We are officially in Autumn and lucky enough here in Crete to have the continued pleasure of warm sunny days. The tourist season lasts until the end of the month often running on until the early parts of November when the last direct flights depart from the island. However, finally, it is being recognised that Crete could continue to operate as a year round tourist destination allowing 365 days to explore this wonderful country, and to enjoy the often glorious autumnal weather. Talk and plans for the new airport at Kastelli are underway and will assist in bringing many more tourists to Crete.
As the tourists head for home and the seasonal workers move on many villages quieten down and this gives us time to explore Crete, both on the coast and inland.

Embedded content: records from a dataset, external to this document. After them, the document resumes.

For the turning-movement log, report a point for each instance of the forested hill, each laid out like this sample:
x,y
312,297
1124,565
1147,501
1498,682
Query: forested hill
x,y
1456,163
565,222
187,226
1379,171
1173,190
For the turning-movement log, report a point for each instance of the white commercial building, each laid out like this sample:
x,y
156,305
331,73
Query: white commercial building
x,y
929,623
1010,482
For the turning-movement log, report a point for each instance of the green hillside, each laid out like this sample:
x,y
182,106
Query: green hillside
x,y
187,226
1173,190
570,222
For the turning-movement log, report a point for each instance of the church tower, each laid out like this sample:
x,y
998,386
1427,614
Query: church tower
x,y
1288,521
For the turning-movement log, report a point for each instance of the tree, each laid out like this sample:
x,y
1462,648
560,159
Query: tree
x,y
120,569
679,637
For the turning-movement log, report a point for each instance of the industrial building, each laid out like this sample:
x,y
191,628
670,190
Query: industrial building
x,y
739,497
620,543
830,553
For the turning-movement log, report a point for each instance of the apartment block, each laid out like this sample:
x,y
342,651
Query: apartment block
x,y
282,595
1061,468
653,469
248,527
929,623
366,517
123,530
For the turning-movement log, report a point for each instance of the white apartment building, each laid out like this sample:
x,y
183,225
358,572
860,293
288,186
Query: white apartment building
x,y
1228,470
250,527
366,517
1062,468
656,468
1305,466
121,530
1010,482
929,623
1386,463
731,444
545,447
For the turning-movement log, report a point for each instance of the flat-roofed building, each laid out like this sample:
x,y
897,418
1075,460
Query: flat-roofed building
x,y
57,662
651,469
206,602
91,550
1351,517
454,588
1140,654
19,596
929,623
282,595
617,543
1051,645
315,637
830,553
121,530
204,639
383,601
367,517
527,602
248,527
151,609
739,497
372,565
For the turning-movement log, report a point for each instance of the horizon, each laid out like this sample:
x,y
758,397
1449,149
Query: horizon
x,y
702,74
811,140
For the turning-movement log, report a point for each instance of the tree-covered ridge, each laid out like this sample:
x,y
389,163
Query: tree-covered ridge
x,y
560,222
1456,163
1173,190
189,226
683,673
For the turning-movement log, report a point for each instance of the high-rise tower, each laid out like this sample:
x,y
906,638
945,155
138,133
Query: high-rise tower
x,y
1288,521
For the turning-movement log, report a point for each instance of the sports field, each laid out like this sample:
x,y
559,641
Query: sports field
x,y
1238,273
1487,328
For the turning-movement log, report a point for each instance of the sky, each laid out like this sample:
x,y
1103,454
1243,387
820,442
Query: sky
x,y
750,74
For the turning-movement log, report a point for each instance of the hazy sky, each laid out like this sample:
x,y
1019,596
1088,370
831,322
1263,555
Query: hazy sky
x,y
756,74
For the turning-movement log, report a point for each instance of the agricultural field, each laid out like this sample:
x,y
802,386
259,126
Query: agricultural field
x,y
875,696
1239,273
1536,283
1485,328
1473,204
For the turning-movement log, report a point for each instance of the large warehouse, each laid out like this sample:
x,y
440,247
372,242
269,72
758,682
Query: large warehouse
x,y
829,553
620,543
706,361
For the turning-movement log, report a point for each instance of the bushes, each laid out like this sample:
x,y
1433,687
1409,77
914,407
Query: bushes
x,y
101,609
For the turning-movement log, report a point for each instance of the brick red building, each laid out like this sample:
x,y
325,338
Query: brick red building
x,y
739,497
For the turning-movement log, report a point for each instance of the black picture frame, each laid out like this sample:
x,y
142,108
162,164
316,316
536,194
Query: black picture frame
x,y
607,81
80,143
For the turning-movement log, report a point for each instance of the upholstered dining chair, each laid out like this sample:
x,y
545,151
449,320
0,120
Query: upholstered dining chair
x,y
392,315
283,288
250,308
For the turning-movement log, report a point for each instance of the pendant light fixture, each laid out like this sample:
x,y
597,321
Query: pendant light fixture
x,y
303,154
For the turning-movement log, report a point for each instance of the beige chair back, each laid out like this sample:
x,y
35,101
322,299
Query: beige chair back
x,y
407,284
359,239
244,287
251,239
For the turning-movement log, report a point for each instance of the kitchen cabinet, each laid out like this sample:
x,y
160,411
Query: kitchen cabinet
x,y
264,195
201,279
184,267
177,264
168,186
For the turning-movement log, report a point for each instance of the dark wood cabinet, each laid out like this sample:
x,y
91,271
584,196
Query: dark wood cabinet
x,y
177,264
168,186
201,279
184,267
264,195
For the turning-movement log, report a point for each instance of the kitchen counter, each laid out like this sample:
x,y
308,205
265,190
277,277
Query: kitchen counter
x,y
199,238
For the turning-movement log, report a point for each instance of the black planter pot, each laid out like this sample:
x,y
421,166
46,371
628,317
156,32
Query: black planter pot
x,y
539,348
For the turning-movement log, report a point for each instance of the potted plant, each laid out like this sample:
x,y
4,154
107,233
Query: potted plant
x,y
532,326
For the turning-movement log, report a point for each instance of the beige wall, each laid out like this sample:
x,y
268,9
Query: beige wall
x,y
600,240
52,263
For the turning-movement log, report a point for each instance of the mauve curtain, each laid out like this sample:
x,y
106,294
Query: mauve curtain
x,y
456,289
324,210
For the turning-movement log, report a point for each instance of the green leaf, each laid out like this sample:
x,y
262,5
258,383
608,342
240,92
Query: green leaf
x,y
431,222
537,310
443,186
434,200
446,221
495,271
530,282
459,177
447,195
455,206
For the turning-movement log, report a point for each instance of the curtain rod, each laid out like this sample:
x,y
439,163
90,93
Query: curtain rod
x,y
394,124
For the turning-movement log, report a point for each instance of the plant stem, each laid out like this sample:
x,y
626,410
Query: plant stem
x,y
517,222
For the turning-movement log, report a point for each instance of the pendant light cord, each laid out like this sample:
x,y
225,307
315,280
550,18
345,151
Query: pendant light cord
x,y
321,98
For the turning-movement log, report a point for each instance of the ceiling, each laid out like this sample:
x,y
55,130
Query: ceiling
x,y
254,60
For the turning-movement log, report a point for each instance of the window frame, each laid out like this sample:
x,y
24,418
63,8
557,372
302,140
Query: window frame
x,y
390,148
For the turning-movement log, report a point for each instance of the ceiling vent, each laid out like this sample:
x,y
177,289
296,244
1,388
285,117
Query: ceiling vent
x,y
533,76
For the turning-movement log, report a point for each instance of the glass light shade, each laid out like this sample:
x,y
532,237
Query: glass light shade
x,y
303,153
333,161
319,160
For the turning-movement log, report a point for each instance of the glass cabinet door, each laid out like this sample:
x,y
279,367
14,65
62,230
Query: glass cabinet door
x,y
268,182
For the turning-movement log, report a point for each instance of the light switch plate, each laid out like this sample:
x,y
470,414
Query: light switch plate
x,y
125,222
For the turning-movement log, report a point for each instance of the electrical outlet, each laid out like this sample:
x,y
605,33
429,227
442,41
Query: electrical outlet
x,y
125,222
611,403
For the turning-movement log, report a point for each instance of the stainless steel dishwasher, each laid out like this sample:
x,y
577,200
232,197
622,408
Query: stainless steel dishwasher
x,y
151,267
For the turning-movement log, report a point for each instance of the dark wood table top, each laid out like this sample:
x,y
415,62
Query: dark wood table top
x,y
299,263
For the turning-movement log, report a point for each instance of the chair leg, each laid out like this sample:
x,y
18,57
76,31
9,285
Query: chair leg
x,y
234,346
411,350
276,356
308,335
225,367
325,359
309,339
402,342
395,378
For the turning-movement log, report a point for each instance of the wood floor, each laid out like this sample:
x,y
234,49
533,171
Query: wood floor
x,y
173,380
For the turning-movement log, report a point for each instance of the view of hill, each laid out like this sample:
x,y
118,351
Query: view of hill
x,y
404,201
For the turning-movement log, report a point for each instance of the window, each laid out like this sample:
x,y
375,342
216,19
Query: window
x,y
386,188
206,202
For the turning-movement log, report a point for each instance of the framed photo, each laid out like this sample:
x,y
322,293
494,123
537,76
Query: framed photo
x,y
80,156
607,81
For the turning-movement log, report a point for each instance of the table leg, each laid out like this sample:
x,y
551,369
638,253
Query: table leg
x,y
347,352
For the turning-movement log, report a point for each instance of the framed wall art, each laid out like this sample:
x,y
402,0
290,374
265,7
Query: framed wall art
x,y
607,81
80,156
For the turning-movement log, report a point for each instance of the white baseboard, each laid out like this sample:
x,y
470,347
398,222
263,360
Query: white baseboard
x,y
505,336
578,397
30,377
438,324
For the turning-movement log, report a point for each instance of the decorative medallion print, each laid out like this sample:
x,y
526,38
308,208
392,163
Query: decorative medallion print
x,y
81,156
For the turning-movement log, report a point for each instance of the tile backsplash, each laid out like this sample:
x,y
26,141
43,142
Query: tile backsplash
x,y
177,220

In Crete Ecotourism and Agrotourism have encouraged an alternate tourism industry. Places such as Eleonas Country Village near Zaros and Drimos Natural Park in the Amari Valley are local businesses which are well worth a visit and places where you can enjoy the Cretan coutryside, taste local produce and relax.
The Autumn months sees the start of the olive harvest. Driving or walking around we see the spreading of the familiar black nets spread out under the trees and hear the gentle whirring of the olive picking machines, which knock the ripe olives from the branches to the ground. Occasionally, you will still see and hear the families that have gathered together to chatter and to hand pick the olives... or at least bash the tree with a large stick... the traditional way!
A lesser known product of Crete is the carob. At one time carobs were very popular and grown across the coastal villages providing lucrative business for the island. We see the past evidence of this at Triopetra Apotheki taverna, which was an old carob store. In Agia Galini the old weighing machine opposite Bagiartakis supermarket was used for the carobs before they were exported around the world. Today, carobs have experienced a sort of renaissance and are considered a healthy chocolate substitute, which can be used for sweet and savoury cooking.
The carobs can also be enjoyed fresh from the tree, which my Greek friend remembers doing as a real treat when a child, or they can be taken in sacks to the mill near Mires to be ground into flour. In some of the bakeries you see the dark brown paximadia breads and cookies made using the distinctive carob flour.
If you are passing near to Mires stop by the shop Botano at Kousses, a lovely family run shop which sells many herbs and products made using natural ingredients. They have a stock of teas from all over the world including local blends of mountain teas …and with Cretan mountain tea renowned for its health benefits you’d be foolish not to give it a try! So, get the kettle on, pop your herbs in the teapot to infuse and sit back and gently ease into Autumn!